Die Aufklärungsquote aller Straftaten liegt bei 63,8 Prozent. Bereits jetzt sei absehbar, dass Thüringen seinen Spitzenplatz im Vergleich der Länder halten kann (Der Bundesschnitt 2015 lag bei 56,3 Prozent). „Die Anzahl der Wohnungseinbrüche ist in Thüringen um 4,6 Prozent zurück gegangen und die Aufklärungsquote in diesem Bereich ist um 3,5 Prozent gestiegen – das ist eine wirklich gute Nachricht“, sagte der Innenminister. „In Zeiten, in denen die Angst vor terroristischen Anschlägen und vor Überfremdung, die Fremdenfeindlichkeit, der politische Extremismus oder die Furcht, Opfer einer Straftat zu werden, zugenommen haben, gebe ich mit diesen Zahlen bewusst ein positives Signal.“

Die Zahl der nichtdeutschen Tatverdächtigen zeigt für das Jahr 2016 einen Anteil von 17,2 % an den Gesamttatverdächtigen. Von diesen insgesamt 10.302 ermittelten nichtdeutschen Tatverdächtigen (2015: 8.398) sind 517 Kinder (2015: 340), 947 Jugendliche (2015: 537), 1.234 Heranwachsende (2015: 990), 7.604 Erwachsene (2015: 6.531).
Als Nichtdeutsche werden alle Tatverdächtigen erfasst, die keine deutsche Staatsbürgerschaft besitzen. Spätaussiedler werden statistisch als Deutsche erfasst. Darin sind neben eingereisten Touristen und Dienstreisenden, Schülern und Studenten, Angehörigen der Stationierungsstreitkräfte insbesondere alle im Kontext „Zuwanderung“ legal und illegal eingereisten Personen enthalten. Dies können auch Personen mit dem Aufenthaltsstatus „Asylbewerber“, „Kontingentflüchtling“, „international/national Schutz- bzw. Asylberechtigte“ und Inhaber einer Duldung oder gleichgestellter Aufenthaltsdokumente sein. Zum Stichtag 31.12.2015 waren 3,8 % der in Thüringen gemeldeten Bevölkerung Ausländer (2014: 2,0 %, 2015: 2,5 %).
„Erklärungsbedürftig ist der Anstieg der Deliktzahlen in der neuen Kategorie Asylbewerber“, erläuterte der Minister. „Dieser ist vor allem auf körperliche Auseinandersetzungen in Asylbewerberunterkünften oder Ausländerwohnheimen mit insgesamt 844 Fällen und auf Delikte wie Leistungserschleichung mit 553 erfassten Fällen zurückzuführen.“ Von 60.003 ermittelten Tatverdächtigen waren 10.302 nichtdeutsche Tatverdächtige. Von diesen waren 2.048 Verdächtige von ausländerspezifischen Straftaten – also Delikten, für deren Tatbegehung man Ausländer sein muss, wie beispielsweise illegale Einreise oder illegaler Aufenthalt. Betrachte man nun diejenigen Tatverdächtigen, die einen Aufenthaltsstatus auf Grund von Flucht und Asyl besitzen, so reduziere sich deren Anzahl auf 4.125 Tatverdächtige bei 5.545 erfassten Fällen.

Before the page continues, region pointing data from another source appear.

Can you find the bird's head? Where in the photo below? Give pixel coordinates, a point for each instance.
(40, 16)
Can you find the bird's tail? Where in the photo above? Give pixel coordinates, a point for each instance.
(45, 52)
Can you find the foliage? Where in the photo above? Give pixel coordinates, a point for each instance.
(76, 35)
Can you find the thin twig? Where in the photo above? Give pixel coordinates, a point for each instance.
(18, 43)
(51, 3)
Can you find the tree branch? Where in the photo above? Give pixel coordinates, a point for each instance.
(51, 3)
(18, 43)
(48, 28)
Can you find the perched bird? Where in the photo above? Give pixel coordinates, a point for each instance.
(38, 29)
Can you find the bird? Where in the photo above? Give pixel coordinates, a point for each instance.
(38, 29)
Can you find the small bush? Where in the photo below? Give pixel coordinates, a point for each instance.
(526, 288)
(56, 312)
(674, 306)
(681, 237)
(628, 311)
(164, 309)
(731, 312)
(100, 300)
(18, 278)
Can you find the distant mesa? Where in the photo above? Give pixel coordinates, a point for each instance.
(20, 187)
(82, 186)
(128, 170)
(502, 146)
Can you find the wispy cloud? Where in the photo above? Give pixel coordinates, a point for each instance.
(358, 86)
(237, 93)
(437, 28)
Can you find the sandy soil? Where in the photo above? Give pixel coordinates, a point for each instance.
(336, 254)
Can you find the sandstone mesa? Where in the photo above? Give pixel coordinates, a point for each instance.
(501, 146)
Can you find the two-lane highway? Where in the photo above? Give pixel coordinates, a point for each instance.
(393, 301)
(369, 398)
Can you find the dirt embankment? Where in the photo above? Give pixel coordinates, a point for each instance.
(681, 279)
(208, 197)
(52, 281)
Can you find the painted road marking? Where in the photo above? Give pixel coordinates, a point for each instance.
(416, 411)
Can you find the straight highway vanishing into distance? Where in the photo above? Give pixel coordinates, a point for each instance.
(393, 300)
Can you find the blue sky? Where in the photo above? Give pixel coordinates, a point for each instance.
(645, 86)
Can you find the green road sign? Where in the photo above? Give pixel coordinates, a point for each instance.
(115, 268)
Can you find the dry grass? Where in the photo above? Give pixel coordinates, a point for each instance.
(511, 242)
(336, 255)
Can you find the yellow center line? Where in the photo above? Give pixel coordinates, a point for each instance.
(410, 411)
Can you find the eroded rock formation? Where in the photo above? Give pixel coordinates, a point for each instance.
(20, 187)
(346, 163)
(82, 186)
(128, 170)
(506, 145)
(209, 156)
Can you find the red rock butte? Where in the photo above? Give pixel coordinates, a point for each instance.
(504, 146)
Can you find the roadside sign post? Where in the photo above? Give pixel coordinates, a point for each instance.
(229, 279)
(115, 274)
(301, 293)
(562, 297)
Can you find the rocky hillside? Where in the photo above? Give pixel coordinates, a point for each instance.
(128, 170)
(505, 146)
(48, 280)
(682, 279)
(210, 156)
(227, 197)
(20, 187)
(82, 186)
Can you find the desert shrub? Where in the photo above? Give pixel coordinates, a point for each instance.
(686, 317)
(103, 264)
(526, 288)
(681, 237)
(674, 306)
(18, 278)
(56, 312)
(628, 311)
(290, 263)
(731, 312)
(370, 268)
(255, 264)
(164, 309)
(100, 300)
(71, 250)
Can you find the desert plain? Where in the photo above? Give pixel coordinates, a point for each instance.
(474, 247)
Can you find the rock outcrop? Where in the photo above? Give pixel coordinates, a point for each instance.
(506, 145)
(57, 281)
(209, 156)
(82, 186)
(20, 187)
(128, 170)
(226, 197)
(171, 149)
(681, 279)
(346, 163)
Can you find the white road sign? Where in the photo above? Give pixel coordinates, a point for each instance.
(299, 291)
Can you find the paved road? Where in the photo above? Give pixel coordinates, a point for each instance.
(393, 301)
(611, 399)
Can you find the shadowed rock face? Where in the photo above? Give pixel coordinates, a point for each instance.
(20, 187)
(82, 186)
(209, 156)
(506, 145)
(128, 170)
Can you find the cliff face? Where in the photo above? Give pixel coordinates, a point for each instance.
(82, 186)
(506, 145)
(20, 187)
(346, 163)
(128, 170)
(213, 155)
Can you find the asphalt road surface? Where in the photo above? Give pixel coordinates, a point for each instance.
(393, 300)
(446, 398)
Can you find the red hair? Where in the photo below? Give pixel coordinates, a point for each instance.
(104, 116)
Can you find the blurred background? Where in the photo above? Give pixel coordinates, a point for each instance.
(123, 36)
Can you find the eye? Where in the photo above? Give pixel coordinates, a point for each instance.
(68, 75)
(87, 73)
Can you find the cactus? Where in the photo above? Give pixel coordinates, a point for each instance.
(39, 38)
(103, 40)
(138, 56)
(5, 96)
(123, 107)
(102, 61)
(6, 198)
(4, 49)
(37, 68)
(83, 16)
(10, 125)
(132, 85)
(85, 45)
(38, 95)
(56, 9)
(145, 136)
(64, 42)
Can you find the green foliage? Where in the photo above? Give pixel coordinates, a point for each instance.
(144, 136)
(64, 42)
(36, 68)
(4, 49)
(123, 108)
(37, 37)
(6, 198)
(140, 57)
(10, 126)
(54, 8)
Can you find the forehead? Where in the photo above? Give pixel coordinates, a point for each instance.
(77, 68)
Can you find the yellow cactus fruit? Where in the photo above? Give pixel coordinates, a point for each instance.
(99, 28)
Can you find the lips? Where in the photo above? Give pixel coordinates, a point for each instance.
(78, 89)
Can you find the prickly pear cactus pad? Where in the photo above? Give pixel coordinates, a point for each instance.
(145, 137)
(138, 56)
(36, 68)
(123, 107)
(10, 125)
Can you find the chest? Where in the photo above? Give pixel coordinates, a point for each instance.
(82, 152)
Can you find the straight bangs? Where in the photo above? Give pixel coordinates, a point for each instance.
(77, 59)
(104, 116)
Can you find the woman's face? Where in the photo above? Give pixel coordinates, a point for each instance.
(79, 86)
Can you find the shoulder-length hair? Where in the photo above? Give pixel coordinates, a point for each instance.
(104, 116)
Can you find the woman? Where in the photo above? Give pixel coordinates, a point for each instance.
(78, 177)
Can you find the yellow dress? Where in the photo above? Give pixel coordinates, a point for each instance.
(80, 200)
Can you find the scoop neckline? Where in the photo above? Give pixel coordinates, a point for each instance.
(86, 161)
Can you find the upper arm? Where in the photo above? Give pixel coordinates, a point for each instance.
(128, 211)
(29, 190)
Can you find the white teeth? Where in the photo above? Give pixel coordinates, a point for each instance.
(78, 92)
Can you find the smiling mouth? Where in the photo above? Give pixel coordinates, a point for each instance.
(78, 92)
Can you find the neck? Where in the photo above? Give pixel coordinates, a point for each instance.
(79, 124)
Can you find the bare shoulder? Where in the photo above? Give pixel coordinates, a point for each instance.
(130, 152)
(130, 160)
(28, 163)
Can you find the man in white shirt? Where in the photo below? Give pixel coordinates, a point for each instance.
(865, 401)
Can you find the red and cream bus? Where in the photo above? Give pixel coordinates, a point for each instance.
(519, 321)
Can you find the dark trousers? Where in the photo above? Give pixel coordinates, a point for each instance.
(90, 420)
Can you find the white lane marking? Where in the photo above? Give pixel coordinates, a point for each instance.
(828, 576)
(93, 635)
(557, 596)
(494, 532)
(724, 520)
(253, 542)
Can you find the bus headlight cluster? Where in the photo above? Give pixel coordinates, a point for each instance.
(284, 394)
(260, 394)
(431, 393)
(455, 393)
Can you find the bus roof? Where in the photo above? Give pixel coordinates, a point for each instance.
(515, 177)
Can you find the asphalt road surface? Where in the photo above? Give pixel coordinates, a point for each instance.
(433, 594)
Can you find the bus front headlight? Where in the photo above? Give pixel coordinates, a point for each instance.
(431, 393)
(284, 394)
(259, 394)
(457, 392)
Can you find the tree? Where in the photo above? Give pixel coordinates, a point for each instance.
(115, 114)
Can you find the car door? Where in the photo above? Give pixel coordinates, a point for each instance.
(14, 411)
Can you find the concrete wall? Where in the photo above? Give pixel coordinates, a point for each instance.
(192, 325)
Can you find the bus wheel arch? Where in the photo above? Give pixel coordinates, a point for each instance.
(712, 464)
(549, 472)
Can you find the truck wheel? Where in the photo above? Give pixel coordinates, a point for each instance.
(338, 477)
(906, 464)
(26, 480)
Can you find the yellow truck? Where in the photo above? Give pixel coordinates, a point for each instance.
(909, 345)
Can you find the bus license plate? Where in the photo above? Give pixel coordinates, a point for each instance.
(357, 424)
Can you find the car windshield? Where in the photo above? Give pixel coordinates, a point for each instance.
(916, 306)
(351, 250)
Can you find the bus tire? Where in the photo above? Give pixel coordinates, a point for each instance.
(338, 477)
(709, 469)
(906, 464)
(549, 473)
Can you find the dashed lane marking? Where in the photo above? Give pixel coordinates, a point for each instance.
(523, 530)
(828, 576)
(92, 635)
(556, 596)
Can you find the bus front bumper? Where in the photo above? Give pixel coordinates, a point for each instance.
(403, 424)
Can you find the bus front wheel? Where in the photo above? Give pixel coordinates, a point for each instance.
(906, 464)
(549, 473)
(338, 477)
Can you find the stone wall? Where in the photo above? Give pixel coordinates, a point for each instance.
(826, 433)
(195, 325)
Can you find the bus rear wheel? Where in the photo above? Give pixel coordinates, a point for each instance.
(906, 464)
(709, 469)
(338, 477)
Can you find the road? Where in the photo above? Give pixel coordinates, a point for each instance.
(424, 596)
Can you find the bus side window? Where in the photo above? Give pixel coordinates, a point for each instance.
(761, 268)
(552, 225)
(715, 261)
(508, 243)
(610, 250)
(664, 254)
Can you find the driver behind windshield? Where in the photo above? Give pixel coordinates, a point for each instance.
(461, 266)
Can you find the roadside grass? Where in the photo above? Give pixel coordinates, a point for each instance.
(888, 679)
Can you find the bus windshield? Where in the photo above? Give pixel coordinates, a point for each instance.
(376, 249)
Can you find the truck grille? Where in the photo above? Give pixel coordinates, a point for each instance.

Im Freistaat Thüringen wurden im Jahr 2016 insgesamt 2.301 Fälle der Politisch motivierten Kriminalität (PMK) registriert. Im Jahr 2015 wurden 2.072 Delikte bekannt. Damit stieg das Fallaufkommen im Vergleich zum Vorjahr um 229 Fälle (+11,1%). Deutlich mehr als die Hälfte der Straftaten der PMK wurden im Jahr 2016 aufgeklärt (1.239 Fälle), die Aufklärungsquote betrug 53,8 % und fiel damit gegenüber dem Vorjahr um ca. 3 Prozentpunkte. Es lässt sich allerdings festhalten, dass sich die Aufklärungsquote seit vielen Jahren bei über 50 % mit geringen Schwankungen einpegelt.

Im Jahr 2016 waren im Freistaat Thüringen der Politisch motivierten Kriminalität – Rechts (PMK-Rechts) 1.570 Fälle zuzurechnen. In 442 Fällen handelte es sich um Politisch motivierte Kriminalität – Links (PMK-Links). Im Phänomenbereich Politisch motivierte Ausländerkriminalität (PMK-Ausländer) wurden 33 Delikte festgestellt. Für den Phänomenbereich Politisch motivierte Kriminalität Sonstige/Nicht zuzuordnen (PMK-Sonstige) wurden im Berichtszeitraum 256 Delikte registriert. Es wurden insgesamt 961 Propagandadelikte festgestellt. Die Zahl der Propagandadelikte stieg gegenüber dem Vorjahr um 100 Fälle (+11,6 %). Die Fallzahlen der Politisch motivierten Gewaltkriminalität sind auf 211 Straftaten gestiegen. Gegenüber dem Jahr 2015 ist somit eine Steigerung um 26 Fälle (+14,1%) zu verzeichnen. Es wurden zwölf Straftaten mit Bezügen zum Terrorismus registriert.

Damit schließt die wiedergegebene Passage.